In den letzten Jahren ist ein weiterer Trend immer wesentlicher geworden: Durch den internationalen Fachkräftemangel ist der Wettbewerb, die besten Leute zu gewinnen und auch langfristig zu binden, für den Unternehmenserfolg immer bedeutender geworden. Gerade aber die vielzitierte Generation Y ist nicht nur durch höhere Gehälter zu motivieren.

Bei ihnen spielen das Image der Firma, die Herausforderungen durch den Job, aber auch das Arbeitsumfeld eine bedeutende Rolle. Der Arbeitsplatz bzw. das Arbeitsumfeld gewinnen an Bedeutung für die Motivation und Produktivität der Mitarbeiter. Das kennen wir schon von Maslov. Nachdem wir die Grundbedürfnisse nach Sicherheit, Nahrung etc. gedeckt haben, gewinnen Selbstentfaltung und Selbstverwirklichung an Bedeutung.

Activity Based Working ist hier das Schlagwort. Der Mitarbeiter sucht sich den Arbeitsplatz aus, an dem er die ihm gestellte Aufgabe am besten erfüllen kann.

Sei es die Rückzugszone für konzentriertes Arbeiten, den Teamarbeitsplatz für die Projektzusammenarbeit oder die Lounge für den informellen Austausch. Die richtige Wahl hängt dabei sehr von der Person ab. Ein extravertierter kann Routinetätigkeiten gegebenenfalls viel besser mitten in der Gruppe bei hoher Lautstärke durchführen, ein introvertierter sucht dazu eher eine Rückzugszone aus.

„One Size does not fit all“

Das Konzept muss daher sehr auf die Bedürfnisse des Unternehmens, seiner Mitarbeiter und Abläufe angepasst sein. Die Potenziale sind enorm. Laut einer aktuellen Gartner-Studie lassen sich Krankenstände um rund 30 Prozent durch eine optimierte Arbeitsumgebung senken. Facility Manager stehen nun vor der Herausforderung, diese Arbeitswelten zu schaffen und auf den Wandel im Unternehmen anzupassen.

Im Gegensatz zu den oben erwähnten Einsparungen kann man aber nicht nur ein Prozent der Gesamtkosten sparen, sondern beim größten Kostenbereich den Mitarbeiterkosten bis zu acht Prozent mehr Produktivität gewinnen!

Der ERSTE Campus oder die Mondi Konzernzentrale sind aktuelle Beispiele. Sie sollen aber nicht nur die Mitarbeiter motivieren. Auch die Kunden werden an die Marke gebunden. Ein Beispiel ist das Restaurant George im ERSTE Campus, das genauso, wie das Online-Banking-Angebot der Bank heißt.

Die neuen Wissensnomaden

Zu dieser Entwicklung kommt ein neuer Trend. Laut Prognosen werden 2020 weltweit 40 Prozent der Erwerbstätigen als Einzelunternehmer tätig sein. Firmen engagieren sie für die Zeit eines Projektes (von 14 Tagen bis zu ein paar Monaten), danach arbeiten sie für ein anderes Unternehmen. Aber auch diese Personen brauchen Arbeitsplätze. Teilweise bieten ihnen die Auftraggeber diese, teilweise nutzen sie sogenannte Co-Working-Spaces.

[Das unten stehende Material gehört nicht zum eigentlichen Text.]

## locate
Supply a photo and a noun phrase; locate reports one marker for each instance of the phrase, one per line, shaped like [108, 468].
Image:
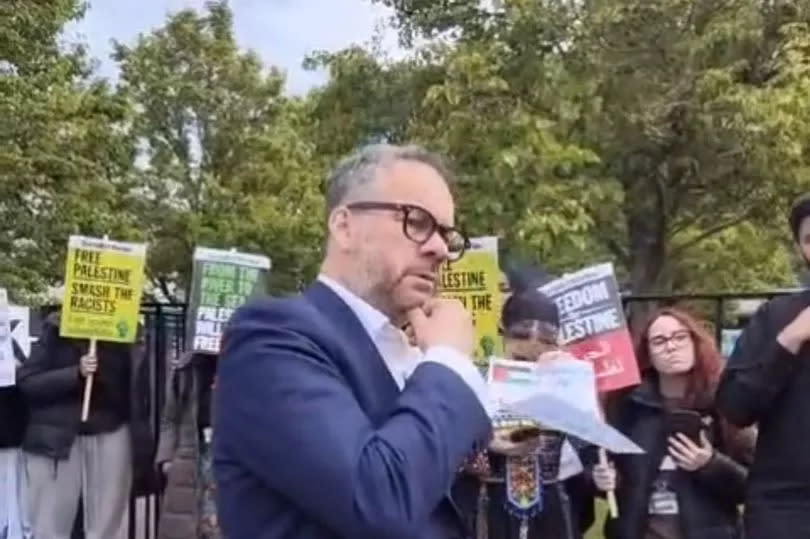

Auch die klassischen Unternehmen decken Überlasten mit Co-Working-Spaces ab oder nutzen sie, um Projekte dort durchzuführen, wo sie keine Niederlassungen besitzen. Diese Trends zeigen, dass FM weit mehr als Reinigen ist, es sorgt für ein optimiertes Arbeitsumfeld und steigert Mitarbeitermotivation und -bindung.